Bola basket 3×3 memiliki final klasik pertamanya dan potensi titik balik

Momen Olimpiade hari ini: Bola basket 3×3 memiliki final klasik pertamanya dan potensi titik balik

Jarang sekali ada penonton yang bisa merasakan seorang atlet menjadi pemain utama di pentas Olimpiade. Bahkan jarang sekali ada penonton yang merasakan olahraga itu naik ke level tersebut.

Hanya dalam Olimpiade keduanya, bola basket 3×3 lebih merupakan sebuah keingintahuan daripada acara yang harus dilihat ketika Olimpiade ini dimulai di Paris. Dimainkan tanpa penonton di Tokyo pada putaran pertamanya tiga tahun lalu, ini adalah semacam hiburan bagi turnamen bola basket tradisional utama putra dan putri.

Namun pada Senin malam, bola basket 3×3 mengalami momen terobosannya.
Pertama, final putri antara Jerman dan Spanyol terjadi di detik-detik terakhir. Sonja Greinacher dari Jerman melepaskan tembakan dua angka untuk memberi Jerman keunggulan 17-15 dengan sisa waktu bermain 30 detik. Itu adalah tembakan besar kedua yang dilakukan Greinacher pada hari itu; dia telah melakukan buzzer-beater di semifinal untuk mengirim Jerman lolos ke final.
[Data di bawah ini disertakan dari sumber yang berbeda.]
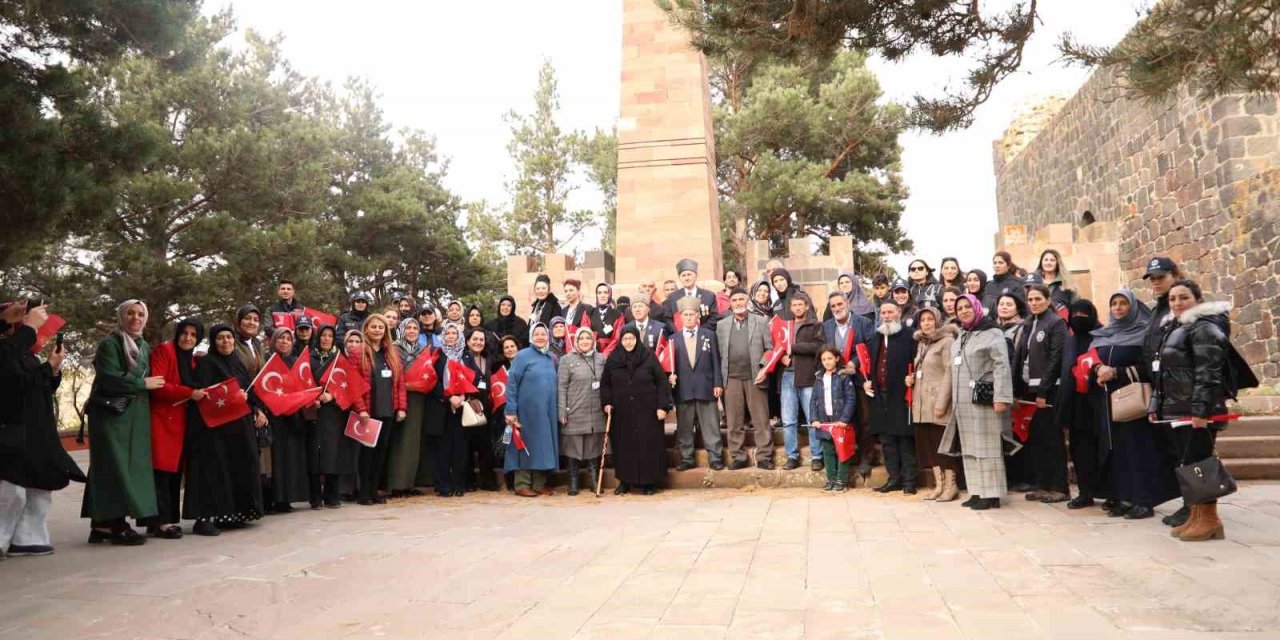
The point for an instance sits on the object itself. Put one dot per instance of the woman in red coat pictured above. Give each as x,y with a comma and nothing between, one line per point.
173,360
387,401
Juana Camilion dari Spanyol mencetak lay-up mudah untuk mengurangi defisit menjadi satu dan kemudian Marie Reichert dari Jerman melanjutkan penguasaan bola, memberikan satu tembakan terakhir kepada pemain Spanyol itu. Dan kemudian pada tembakan terakhir permainan, tembakan putus asa Gracia Alonso saat bel berbunyi terdengar di pinggir lapangan.
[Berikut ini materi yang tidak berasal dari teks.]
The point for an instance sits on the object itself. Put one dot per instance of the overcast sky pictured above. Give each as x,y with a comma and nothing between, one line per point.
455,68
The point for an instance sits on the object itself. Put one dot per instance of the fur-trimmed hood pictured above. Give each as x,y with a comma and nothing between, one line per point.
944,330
Bola basket 3×3 memiliki final klasik pertamanya dan potensi titik balik

Bola basket 3x3 memiliki final klasik pertamanya dan potensi titik balik

Itu adalah awal yang menarik untuk perebutan medali emas dan pertandingan berikutnya sesuai dengan energinya.
Final yang mendebarkan antara tuan rumah Prancis dan Belanda benar-benar berlangsung seru dari awal hingga akhir. Ribuan orang yang hadir dan menyaksikan dari luar pagar tempat spektakuler di pusat kota La Concorde. Paris, hidup dan mati dengan setiap tembakan. Puncak dan lembah kebisingannya luar biasa. Dan dimulai sebelum inbound pass pertama dimainkan.

Saat matahari akhirnya terbenam di bawah cakrawala. Kota Cahaya bersinar di balik alun-alun bersejarah ini. Obelisk Luxor. Di tempat guillotine pernah berdiri pada masa Pemerintahan Teror di masa revolusi Perancis. Hanya berjarak beberapa meter dari istana. Bangunan bersejarah yang mengelilingi alun-alun bersinar dan menjulang di kejauhan adalah menara Notre Dame, kubah Les Invalides, dan Menara Eiffel yang megah.

Itu adalah adegan yang dibuat untuk dinikmati dan tentu saja penonton Prancis menikmatinya. Begitu perebutan medali emas putri berakhir. Sorakan “Allez. Les Bleus!” mulai terdengar di sekitar stadion dan para penggemar Prancis melambaikan ponsel mereka di udara malam yang sejuk saat mereka menyanyikan lagu “Allumer le feu” oleh Johnny Hallyday, sebuah lagu rock bertempo cepat yang dihafal oleh penonton.